In theory, this approach could provide a realistic approach, forcing the player to work out angles from a believable perspective rather than via out of body experiences – in practice, taking a shot feels cumbersome and, for the first time, I've found a digital recreation of pool far more difficult than the actual game. With time, the first-person view might become a decent approximation of the physical sense of standing over a table and holding a cue, but in the few hours that I've played, it's only served to frustrate.

I suppose he doesn't care that some of you check each of these for special fancy extras.

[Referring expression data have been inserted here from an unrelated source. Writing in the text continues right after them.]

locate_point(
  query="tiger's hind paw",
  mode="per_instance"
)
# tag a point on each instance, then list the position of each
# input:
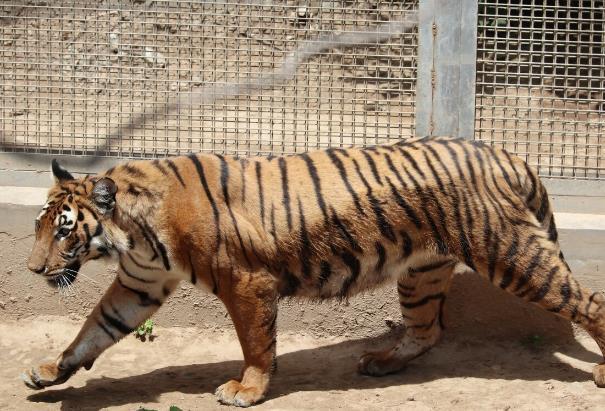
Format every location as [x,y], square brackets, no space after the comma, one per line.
[235,393]
[378,364]
[38,378]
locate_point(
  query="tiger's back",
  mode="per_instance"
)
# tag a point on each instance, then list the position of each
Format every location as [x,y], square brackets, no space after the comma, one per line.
[335,222]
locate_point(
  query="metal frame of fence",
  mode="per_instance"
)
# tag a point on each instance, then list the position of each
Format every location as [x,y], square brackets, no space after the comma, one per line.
[527,75]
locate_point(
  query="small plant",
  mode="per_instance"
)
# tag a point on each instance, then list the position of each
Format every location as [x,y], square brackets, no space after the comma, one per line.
[145,330]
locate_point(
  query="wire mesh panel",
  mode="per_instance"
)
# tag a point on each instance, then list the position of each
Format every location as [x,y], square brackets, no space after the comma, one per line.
[541,83]
[72,71]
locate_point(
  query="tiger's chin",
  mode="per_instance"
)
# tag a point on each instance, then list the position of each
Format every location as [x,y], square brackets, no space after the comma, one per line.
[65,276]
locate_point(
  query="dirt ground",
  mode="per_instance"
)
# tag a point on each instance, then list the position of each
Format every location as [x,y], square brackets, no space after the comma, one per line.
[183,366]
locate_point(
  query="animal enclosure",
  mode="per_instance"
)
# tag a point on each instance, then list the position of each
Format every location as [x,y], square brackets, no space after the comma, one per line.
[73,72]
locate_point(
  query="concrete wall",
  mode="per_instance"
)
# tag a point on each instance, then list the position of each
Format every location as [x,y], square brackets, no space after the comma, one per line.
[474,306]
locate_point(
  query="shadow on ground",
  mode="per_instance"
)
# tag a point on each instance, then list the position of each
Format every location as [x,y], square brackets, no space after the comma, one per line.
[332,368]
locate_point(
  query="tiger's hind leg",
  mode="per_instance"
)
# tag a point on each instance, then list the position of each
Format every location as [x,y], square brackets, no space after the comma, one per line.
[422,293]
[540,275]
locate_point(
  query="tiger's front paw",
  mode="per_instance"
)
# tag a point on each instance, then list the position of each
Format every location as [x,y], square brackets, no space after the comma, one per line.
[235,393]
[598,375]
[45,375]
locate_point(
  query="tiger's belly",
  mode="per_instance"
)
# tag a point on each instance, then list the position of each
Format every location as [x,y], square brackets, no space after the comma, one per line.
[345,276]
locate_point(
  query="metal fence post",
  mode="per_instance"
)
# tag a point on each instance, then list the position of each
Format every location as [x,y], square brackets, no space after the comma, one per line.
[445,102]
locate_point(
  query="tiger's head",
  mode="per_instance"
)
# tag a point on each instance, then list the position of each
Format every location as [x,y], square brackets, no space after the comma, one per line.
[74,226]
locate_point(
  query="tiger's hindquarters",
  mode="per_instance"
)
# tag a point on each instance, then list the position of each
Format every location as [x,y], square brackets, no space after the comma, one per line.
[540,275]
[422,292]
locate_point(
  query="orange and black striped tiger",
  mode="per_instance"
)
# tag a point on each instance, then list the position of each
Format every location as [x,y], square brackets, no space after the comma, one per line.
[326,224]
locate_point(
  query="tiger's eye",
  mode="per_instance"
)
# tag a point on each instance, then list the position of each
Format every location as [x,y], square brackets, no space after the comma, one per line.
[63,232]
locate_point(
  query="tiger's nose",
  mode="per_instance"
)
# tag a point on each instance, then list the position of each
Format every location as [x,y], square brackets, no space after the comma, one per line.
[36,268]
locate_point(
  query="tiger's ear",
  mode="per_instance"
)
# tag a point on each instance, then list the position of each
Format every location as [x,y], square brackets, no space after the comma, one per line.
[60,173]
[103,195]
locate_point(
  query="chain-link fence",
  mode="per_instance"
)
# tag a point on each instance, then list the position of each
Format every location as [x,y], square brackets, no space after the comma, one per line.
[72,71]
[541,83]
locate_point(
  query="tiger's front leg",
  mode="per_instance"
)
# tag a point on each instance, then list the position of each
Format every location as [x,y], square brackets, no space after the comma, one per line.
[251,300]
[126,304]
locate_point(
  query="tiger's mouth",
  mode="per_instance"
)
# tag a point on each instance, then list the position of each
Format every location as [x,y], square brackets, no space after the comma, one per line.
[64,276]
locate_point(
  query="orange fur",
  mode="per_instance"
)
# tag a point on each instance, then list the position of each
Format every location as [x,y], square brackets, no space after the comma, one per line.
[327,224]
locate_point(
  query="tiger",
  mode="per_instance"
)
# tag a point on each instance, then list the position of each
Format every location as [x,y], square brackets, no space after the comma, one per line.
[325,224]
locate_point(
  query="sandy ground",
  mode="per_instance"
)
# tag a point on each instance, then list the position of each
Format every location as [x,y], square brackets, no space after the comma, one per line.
[183,366]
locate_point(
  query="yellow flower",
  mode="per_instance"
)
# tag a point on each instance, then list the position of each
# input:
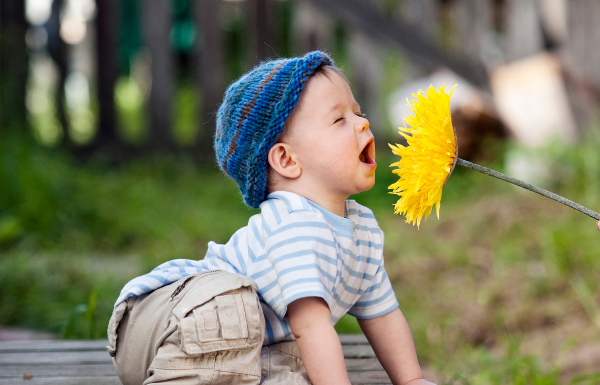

There are too many factors missing and the viewpoint alone cannot simulate the real experience. Primarily, the measurement of three dimensional space on a screen is very different to the measurement of distance and angles in the real world. The weight of the body and cue, as well as the awareness of the room around the table all contribute to the making of a shot. Top-down views aren't a way to step outside reality, they are a crude method of capturing the entire model that all of the senses contribute toward.

Pure Pool's enforced perspective is the fatal flaw that runs through the entire experience. No matter how accomplished the single player career was or how efficient the online matchmaking, the whole thing would be a bit like playing a racing game from the perspective of the exhaust pipe. Even if new camera angles are in the pipeline – and the developers have hinted that may be the case – the overall structure of the game is lacking.

Online play may improve but in the week since release I've had more failed matches than successful ones. The single player mode is dragged down by AI that spends more time pondering its shots than Peter Ebdon does picking a brand of bonce-buffer before major tournaments. That makes progressing through the tournaments that make up a career rather arduous and along with some slowdown and screen-tearing, made the game feel like an Early Access release.

I suppose he had 'better things' to do.

Even the menus managed to irritate me. Actually, I say that as if menus don't get on my wick all the time. Fact is, I spend so much time flicking through options and game modes during a working day that I'm easily flustered by user interface and menu design. Pure Pool does a couple of things that seem to be intentionally in place to make me tear my hair out. First of all, everything is nested, with something as simple as volume levels hidden at the bottom of player profiles rather than in a front-row 'settings' branch.

And there's no ‘quit' option on the main menu, even though there's room for a 'players' section that I've never felt obliged to use. Quitting involves entering the menu and then pressing a specific gamepad/keyboard button rather than navigating to an option. It feels like two different systems in play at the same time, and I shouldn't be as bothered by it as I am but those menus are the cherry on top of the Pure Poo Pie.

I suppose he's a monster.

Apparently a patch is due but even if the game becomes more stable and pacey, the basic function of slamming balls together doesn't satisfy. It's possible that some people will be won over by the first-person take on pool and I admire the attempt at something different, but it only served to obscure whatever qualities the game might have. Balls seemed to be sticky and the tables seemed as slow as a possum. Pool Nation's shiny spheres remain my top choice, although dare I ever try the online Virtual Pool 4? Perhaps. But not yet, for today I escape to the land of sausages and tiny beers.